Cotswold Outdoor is a trading brand of Outdoor and Cycle Concepts Limited, who also own the Snow and Rock, Cycle Surgery and Runners Need chains of shops. An outdoor recreation retailer in the United Kingdom and the Republic of Ireland.

History 
Founded in 1974, the company originated in the Cotswolds, and was based in a garage next to the Cotswold Water Park from which the founders sold basic camping accessories. Cotswold Outdoor is the recommended retailer for the National Trust and the Ramblers. Cotswold Outdoor has 79 shops across the United Kingdom, an e-commerce website and a mail order service selling outdoor clothing, camping & climbing equipment, travel clothing and hiking boots.

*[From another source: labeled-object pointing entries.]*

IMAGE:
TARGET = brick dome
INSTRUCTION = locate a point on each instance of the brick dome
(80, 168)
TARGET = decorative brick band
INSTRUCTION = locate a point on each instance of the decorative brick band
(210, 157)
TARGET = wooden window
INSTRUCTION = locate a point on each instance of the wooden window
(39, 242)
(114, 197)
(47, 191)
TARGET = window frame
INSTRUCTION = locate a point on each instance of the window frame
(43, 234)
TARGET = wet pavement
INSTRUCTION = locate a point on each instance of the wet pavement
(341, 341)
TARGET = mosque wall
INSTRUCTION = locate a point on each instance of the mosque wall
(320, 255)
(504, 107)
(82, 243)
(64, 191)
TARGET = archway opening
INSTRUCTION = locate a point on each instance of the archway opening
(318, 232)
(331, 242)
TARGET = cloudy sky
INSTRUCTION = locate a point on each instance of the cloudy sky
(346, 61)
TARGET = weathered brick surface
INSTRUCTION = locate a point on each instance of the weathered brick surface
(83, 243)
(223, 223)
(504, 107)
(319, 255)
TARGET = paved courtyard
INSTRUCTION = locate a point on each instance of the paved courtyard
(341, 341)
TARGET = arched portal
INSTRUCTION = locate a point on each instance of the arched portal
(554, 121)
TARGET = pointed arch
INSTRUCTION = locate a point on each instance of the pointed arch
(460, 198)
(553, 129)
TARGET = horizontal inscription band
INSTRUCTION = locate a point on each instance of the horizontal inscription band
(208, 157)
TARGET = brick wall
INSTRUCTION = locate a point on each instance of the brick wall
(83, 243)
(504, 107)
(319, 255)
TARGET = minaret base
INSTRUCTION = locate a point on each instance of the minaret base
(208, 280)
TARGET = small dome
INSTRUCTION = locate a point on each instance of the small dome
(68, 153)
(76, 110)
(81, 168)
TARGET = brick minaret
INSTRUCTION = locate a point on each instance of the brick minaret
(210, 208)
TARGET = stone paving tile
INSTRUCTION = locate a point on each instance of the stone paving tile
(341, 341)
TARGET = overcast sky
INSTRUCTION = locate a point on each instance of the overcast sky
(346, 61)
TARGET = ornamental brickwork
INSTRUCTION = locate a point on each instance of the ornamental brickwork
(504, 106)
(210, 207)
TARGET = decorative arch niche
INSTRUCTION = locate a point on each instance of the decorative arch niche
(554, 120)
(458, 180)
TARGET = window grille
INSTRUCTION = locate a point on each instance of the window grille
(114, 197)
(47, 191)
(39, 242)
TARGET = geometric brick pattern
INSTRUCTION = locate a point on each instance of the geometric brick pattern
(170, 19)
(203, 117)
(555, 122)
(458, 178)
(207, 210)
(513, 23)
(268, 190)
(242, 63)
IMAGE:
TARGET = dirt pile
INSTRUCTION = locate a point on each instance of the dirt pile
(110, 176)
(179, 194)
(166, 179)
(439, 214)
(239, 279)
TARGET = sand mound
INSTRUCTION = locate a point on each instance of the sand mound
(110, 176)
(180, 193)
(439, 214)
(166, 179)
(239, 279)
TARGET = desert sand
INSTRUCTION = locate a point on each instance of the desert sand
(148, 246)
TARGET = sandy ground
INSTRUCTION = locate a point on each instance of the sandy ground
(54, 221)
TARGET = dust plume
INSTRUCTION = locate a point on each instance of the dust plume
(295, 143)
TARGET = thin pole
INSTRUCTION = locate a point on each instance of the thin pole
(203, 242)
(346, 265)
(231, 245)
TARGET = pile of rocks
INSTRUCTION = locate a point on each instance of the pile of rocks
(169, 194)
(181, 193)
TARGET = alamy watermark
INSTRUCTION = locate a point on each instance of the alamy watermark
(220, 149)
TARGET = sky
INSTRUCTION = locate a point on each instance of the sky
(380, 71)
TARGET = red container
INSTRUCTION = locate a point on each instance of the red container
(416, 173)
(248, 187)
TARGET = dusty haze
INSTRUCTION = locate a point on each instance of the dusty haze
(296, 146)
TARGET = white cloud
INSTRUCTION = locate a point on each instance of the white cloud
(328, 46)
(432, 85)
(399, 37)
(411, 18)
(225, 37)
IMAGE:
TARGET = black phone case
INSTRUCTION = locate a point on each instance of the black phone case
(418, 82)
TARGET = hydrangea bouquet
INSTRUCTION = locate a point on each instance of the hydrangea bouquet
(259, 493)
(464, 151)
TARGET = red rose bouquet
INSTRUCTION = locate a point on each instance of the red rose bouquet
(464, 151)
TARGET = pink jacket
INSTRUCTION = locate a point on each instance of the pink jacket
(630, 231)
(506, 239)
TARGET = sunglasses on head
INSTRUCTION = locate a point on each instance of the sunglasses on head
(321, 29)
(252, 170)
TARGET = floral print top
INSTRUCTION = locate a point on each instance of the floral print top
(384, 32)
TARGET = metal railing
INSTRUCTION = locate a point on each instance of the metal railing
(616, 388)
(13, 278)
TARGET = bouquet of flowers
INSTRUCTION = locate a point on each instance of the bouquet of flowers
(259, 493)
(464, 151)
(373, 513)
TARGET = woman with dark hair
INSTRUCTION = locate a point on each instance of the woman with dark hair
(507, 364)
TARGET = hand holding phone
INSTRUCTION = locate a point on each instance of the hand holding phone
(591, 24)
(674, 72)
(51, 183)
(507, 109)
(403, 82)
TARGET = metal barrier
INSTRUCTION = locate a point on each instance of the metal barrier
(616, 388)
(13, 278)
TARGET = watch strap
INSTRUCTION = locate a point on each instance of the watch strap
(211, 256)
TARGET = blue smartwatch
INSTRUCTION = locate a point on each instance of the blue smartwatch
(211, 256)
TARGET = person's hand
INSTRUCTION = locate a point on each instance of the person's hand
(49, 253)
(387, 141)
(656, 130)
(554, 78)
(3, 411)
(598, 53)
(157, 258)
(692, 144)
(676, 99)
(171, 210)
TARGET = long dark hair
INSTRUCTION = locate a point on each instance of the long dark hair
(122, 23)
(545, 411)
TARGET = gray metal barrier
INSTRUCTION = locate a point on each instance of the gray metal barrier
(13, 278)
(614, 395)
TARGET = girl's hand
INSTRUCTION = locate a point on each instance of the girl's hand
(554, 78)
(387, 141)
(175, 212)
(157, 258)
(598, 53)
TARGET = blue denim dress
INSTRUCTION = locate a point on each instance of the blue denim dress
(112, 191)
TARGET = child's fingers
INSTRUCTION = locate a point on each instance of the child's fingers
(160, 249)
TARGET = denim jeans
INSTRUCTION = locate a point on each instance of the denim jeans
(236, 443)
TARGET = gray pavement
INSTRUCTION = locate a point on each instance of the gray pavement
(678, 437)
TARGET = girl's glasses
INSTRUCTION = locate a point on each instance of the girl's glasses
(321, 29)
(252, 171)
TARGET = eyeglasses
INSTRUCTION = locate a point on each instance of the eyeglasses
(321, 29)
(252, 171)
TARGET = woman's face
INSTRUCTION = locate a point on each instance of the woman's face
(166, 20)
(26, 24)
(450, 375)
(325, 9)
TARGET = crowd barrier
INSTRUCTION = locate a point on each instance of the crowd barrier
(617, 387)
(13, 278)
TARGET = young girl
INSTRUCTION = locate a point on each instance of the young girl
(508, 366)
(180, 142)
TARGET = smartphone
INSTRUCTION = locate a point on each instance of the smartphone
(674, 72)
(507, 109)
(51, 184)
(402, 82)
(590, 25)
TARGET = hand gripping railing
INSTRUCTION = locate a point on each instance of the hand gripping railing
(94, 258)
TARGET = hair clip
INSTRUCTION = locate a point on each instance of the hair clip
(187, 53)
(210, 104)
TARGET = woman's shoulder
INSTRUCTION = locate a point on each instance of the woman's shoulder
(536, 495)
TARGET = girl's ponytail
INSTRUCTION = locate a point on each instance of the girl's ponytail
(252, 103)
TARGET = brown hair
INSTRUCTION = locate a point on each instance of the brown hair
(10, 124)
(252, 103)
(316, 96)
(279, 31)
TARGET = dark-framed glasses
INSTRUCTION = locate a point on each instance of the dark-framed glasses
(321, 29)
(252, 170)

On 26 April 2019, Outdoor and Cycle Concepts Limited applied for a company voluntary arrangement (CVA) following increased pre-tax losses in a struggling UK retail environment.

Outdoor & Cycle Concepts chief executive Greg Nieuwenhuys resigned in March 2019. Jose Ramon Finch Castro joined the board on 1 April 2019 as Managing Director."

Subsidiaries

 Snow and Rock is a chain of skiing and mountaineering shops. It was founded in the early 1980s by Mike Browne, who borrowed £60,000 from the bank using his house as collateral. Browne opened its first shop on Kensington High Street in London. By 2001, there were eight Snow and Rock shops that collectively had net sales of £22million per year. In 2004, Andrew Brownsword acquired the firm, which then had 11 UK shops, and Browne left the company. 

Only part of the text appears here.